A. There is no rule covering this in the laws of association football 1998-99. However a similar situation is covered in the book, Advice on the Application of the Laws of the Game, published by the Football Association. On page 14, section 2b, it states that if a player leans on the shoulders of another player of his own team in order to head the ball, the referee shall stop the game, caution the player for unsporting behaviour and award an indirect free-kick to the opposing side.
(Leigh Referees' Society)
Q. When William Webb Ellis picked up a football and ran with it, thus historically inventing the game of rugby, presumably the ball was spherical. When and why did rugby adopt an oval ball?

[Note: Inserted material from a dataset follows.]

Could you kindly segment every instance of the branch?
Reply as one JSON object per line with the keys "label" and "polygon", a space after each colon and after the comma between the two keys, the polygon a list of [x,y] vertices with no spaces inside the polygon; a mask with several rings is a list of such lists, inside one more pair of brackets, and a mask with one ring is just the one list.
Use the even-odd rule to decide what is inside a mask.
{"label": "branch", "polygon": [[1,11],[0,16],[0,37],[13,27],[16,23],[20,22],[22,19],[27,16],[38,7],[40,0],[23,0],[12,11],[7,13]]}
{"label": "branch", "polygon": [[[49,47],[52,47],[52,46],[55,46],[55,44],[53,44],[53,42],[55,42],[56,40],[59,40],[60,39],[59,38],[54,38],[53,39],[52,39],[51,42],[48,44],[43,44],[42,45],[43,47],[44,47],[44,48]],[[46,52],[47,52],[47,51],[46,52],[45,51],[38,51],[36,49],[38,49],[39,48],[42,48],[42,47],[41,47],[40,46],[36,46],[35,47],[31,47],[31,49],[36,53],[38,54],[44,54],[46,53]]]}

Did other oval ball sports (Aussie rules and
American football) derive from rugby or did
they evolve separately?
A. William was indirectly responsible for the oval ball too. When he tired of playing football with his mates he picked up the ball, ran through everyone (who wondered what he was doing) and reached the other end of the pitch. He asked "What do I do with the ball now?" Those whose game of football had been spoilt showed him exactly what they would do with it... and that is how the ball became oval.

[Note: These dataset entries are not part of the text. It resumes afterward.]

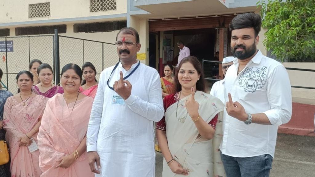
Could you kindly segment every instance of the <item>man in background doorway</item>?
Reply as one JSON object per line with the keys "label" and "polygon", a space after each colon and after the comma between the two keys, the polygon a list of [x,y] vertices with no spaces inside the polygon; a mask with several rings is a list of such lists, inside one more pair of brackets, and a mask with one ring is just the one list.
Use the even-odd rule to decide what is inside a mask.
{"label": "man in background doorway", "polygon": [[179,41],[177,42],[177,47],[180,49],[179,54],[178,54],[178,62],[176,67],[178,67],[179,66],[179,63],[183,59],[186,57],[190,55],[190,51],[189,48],[185,46],[184,43],[181,41]]}
{"label": "man in background doorway", "polygon": [[227,57],[223,59],[222,61],[222,72],[223,79],[220,81],[215,82],[213,84],[210,91],[210,94],[220,99],[222,103],[225,103],[224,101],[224,77],[229,67],[233,64],[234,60],[233,57]]}
{"label": "man in background doorway", "polygon": [[219,51],[215,52],[215,57],[214,59],[214,60],[217,60],[218,61],[219,60],[219,54],[220,54],[220,53],[219,52]]}

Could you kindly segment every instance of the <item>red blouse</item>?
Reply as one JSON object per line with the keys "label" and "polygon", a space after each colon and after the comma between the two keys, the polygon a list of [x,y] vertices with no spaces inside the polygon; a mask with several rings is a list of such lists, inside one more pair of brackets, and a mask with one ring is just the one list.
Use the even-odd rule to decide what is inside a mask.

Q. Recently, Wasim Akram took two hat-tricks in consecutive Test matches in a series for Pakistan? Has this ever been surpassed at Test level, for example by a hat-trick in each innings of a match, or surpassed at first-class level in general.
Q. In his book, McAusan in the Rough, George MacDonald Fraser describes how it is possible, hypothetically, for a footballer to score three successive goals without any other player touching the ball. He also suggest that a 155 break in snooker is possible.
Anyone know how?
Q. Serena against Venus Williams in the final of the Lipton tennis tournament was the first time sisters have met in a tour final. Have brothers (for example, Tim and Tom Gullikson) ever met in a final or major match before, and if they did, what was the outcome?